Just yesterday we got this in the mail (and we’ve received many like it recently):
Cute as Lori’s picture is, I’m not really compelled to find out how many millions in cash we could get for our home. It would have to be way over five. And, to quote Daniel Plainview – “what would I do with myself?” My dogs are buried here, after all. I’m not leaving.
A chart of Palo Alto home prices shows that the sub-prime meltdown didn’t really cause a big dip here. The main reason, of course, is that Palo Alto isn’t exactly ground zero for subprime. Stockton is (which, unfortunately, is precisely the dump of a municipality from which I’m typing this blog post for you).
Of course, there are ritzier towns than Palo Alto. You can glance at this table, which I have thoughtfully scanned for you from a weekly paper, and see some of the leaps that have taken place recently. In case you’re wondering what the deal is with East Palo Alto: it was the murder capital of the U.S. in 1991. It’s sort of the ghetto of the area, which makes it affordable. But check out the 50%+ increase in home prices. You’ve got to sell a lot of crack to cover those higher mortgage payments.
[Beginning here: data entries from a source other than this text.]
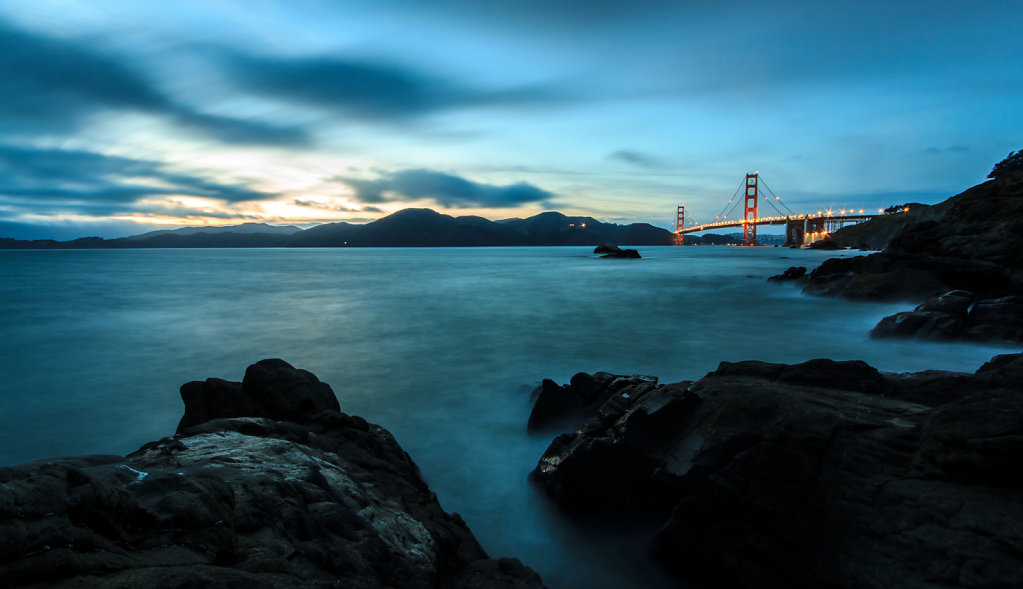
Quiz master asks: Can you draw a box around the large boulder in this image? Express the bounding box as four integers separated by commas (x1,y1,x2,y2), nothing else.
1,361,545,589
177,358,341,432
529,355,1023,588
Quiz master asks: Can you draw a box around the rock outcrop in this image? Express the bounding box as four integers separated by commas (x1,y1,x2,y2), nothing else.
766,266,806,283
526,372,658,433
529,355,1023,588
803,170,1023,301
1,360,544,589
592,243,641,258
870,290,1023,343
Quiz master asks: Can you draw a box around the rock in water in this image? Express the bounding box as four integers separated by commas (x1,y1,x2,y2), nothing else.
1,361,546,589
600,249,640,258
529,355,1023,588
593,242,621,254
767,266,807,283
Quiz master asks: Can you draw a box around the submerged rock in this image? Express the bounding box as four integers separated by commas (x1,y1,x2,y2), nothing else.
1,361,545,589
529,355,1023,588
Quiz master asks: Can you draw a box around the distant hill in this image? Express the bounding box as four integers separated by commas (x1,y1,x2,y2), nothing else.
291,209,675,247
0,208,738,249
124,222,302,240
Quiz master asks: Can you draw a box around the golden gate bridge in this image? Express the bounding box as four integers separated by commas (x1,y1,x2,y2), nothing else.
674,172,889,247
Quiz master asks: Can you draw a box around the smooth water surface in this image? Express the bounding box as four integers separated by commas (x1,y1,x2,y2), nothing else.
0,246,1013,588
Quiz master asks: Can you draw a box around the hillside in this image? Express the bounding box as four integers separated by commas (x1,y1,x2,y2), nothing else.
805,170,1023,300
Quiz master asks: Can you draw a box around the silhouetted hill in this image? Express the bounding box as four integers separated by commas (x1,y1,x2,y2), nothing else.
124,222,302,241
0,209,683,248
289,209,676,247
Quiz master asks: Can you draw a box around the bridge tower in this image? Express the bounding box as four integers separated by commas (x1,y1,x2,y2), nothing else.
674,204,685,245
743,172,759,246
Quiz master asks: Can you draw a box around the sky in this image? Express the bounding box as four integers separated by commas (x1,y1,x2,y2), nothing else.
0,0,1020,240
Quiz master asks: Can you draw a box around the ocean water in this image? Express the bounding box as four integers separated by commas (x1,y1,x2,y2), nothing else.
0,246,1014,588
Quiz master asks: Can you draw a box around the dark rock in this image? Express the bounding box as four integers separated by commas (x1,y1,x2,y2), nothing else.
805,236,841,249
766,266,806,283
531,355,1023,588
965,295,1023,342
804,171,1023,301
869,310,964,341
870,291,1023,343
593,242,621,254
2,361,545,589
914,289,975,316
527,372,656,433
177,358,340,432
600,249,641,259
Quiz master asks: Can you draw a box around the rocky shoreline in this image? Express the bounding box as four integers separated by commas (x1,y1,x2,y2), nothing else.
528,354,1023,588
0,360,544,589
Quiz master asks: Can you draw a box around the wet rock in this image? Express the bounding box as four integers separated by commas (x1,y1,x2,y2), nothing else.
177,358,340,432
965,295,1023,342
530,355,1023,588
2,361,545,589
805,236,841,249
601,249,641,259
766,266,806,283
527,372,656,433
593,242,620,254
914,289,974,316
870,291,1023,343
869,310,964,340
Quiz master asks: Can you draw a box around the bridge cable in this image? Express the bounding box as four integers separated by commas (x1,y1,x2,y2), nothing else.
713,179,745,221
757,177,797,216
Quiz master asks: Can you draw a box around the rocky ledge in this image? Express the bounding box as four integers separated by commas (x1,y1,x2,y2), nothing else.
0,359,544,589
529,354,1023,588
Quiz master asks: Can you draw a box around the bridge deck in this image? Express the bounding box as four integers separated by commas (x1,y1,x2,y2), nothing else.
680,213,876,234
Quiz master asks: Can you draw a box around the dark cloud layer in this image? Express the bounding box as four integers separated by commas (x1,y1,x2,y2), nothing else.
0,18,308,146
223,53,563,122
608,149,663,168
0,144,274,207
338,169,554,208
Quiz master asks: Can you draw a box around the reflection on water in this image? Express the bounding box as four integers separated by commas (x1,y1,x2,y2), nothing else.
0,246,1013,588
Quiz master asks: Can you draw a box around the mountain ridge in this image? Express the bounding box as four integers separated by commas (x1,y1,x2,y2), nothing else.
1,208,733,248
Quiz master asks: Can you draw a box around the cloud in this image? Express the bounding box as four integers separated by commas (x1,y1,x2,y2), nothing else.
0,144,274,206
336,169,554,208
608,149,664,168
923,145,970,155
221,52,564,123
0,18,309,146
290,199,382,213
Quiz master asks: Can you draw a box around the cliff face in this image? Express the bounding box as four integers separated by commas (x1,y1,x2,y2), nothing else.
530,354,1023,588
0,360,544,589
805,170,1023,300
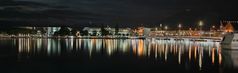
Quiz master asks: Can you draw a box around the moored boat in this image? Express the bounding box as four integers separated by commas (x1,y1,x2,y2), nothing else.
221,32,238,49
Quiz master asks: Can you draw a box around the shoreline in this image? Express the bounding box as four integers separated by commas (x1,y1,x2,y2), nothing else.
0,36,223,41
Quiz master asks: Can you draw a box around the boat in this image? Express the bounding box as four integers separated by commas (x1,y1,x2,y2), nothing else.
221,32,238,49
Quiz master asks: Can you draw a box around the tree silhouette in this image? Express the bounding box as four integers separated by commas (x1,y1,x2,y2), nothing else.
115,24,119,35
101,25,109,36
54,27,70,36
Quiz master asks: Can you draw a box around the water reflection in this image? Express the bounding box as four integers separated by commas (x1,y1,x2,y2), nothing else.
222,49,238,68
16,38,226,69
18,38,61,56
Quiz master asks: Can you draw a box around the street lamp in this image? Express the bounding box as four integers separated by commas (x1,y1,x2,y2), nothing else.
160,24,163,30
165,26,168,30
212,25,215,37
178,24,182,36
165,26,168,36
212,25,215,31
212,25,215,29
199,21,203,30
198,21,203,36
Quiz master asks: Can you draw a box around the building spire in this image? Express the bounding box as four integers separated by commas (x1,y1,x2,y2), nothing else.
220,20,224,31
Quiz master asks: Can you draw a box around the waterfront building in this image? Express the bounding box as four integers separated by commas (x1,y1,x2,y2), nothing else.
83,27,101,36
45,27,61,36
143,28,152,36
83,27,131,36
136,27,144,36
108,28,131,36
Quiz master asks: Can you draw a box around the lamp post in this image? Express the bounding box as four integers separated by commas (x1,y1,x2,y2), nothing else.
165,26,168,36
212,25,215,37
189,28,192,36
160,24,163,30
165,26,168,30
178,24,182,36
199,21,203,37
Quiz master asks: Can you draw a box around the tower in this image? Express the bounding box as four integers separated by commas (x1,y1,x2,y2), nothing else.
219,21,225,32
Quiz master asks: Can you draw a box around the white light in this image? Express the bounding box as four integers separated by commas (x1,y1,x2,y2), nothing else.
212,25,215,28
178,24,182,28
165,26,168,30
199,21,203,26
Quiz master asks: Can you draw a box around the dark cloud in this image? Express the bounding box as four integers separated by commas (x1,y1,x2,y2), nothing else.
0,0,238,28
0,0,104,27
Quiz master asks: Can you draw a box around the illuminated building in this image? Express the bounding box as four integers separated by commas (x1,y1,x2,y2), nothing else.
83,27,131,36
106,27,131,36
143,27,151,36
83,27,101,36
136,27,144,36
45,27,61,36
116,28,131,36
224,22,234,32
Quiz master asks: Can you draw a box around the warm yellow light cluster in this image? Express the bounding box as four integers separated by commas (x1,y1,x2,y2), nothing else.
224,22,234,32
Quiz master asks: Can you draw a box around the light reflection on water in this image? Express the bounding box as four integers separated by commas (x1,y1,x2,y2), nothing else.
2,37,238,73
15,38,226,69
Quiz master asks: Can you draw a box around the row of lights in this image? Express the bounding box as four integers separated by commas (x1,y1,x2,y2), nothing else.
160,21,204,30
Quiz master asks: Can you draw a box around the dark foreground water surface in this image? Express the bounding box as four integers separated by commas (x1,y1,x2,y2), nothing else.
0,38,238,73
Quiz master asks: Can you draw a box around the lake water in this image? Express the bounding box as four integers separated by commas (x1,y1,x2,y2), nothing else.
0,38,237,73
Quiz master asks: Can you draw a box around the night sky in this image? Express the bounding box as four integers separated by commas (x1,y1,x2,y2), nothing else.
1,0,238,28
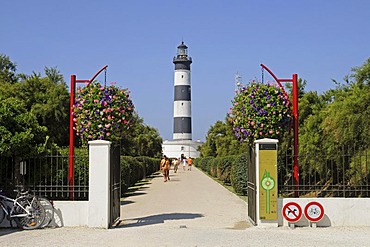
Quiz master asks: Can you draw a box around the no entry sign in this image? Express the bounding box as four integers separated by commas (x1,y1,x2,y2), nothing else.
282,202,302,223
304,201,324,222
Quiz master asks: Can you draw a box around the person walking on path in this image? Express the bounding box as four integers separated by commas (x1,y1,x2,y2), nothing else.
160,155,170,182
181,154,187,171
172,158,179,173
187,157,193,171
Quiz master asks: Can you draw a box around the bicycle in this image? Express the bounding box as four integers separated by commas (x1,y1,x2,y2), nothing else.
0,190,46,230
38,197,55,228
14,190,55,228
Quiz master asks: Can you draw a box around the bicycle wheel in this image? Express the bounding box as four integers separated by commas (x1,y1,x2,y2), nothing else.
38,197,54,228
14,197,46,230
0,202,5,225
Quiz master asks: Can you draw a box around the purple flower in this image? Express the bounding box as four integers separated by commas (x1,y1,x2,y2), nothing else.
230,82,291,143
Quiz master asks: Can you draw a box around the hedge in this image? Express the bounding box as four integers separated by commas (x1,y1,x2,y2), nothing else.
194,152,249,196
120,156,160,195
231,153,248,195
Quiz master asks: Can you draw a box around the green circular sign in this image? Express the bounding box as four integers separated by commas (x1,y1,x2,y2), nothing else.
261,176,275,190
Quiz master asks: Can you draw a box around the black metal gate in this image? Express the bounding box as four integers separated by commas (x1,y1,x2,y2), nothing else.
109,145,121,228
247,146,257,225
And of course, cash-only buyers from China are all the rage right now. I’m sure these buyers will be as delighted with their profits as the Japanese were in 1989 when they were running around buying up Pebble Beach and the Empire State Building. If you happen to be a Palo Alto real estate agent who is also Chinese, so much the better; below is a portion of a full-page ad that long-time real estate agent Juliana Lee has been running. (I will note that Ms. Lee continues to use an old photo, when she was still kind of cute, in a lot of ads and signage; I can only imagine the surprise of new clients when they meet the now far-more-doughy agent for the first time; I’ve juxtaposed the pictures herein – again – thoughtfully).
When I bought my house in 1991 for $542,500, relatives near and far told me what a huge mistake I was making. Over and over I would hear things like “In Bumblefuck, Texas, I could buy a house five times than big on 300 acres for that much money!” Well, I doubt the property in Bumblefuck has appreciated 10-fold since that time. But there’s a difference between buying, say, Google at $100 (in retrospect, a great decision for those who did) and buying right now at $1000. I think Google – – and my house – – are, as they say, “fully valued.”
If you still want to get in on this hot market, though, be my guest. Here’s the palace you can pick up for $3.65 million (although that’s just the asking price, which doesn’t tend to be the selling price, as there are always multiple bids).
And if you have the happy fortune of being a founder of, say, Twitter, or some such thing, you can dream bigger. Say, for instance…….
Anyway, I’m staying put. And speaking of puts……..I still wish I could buy one on my property.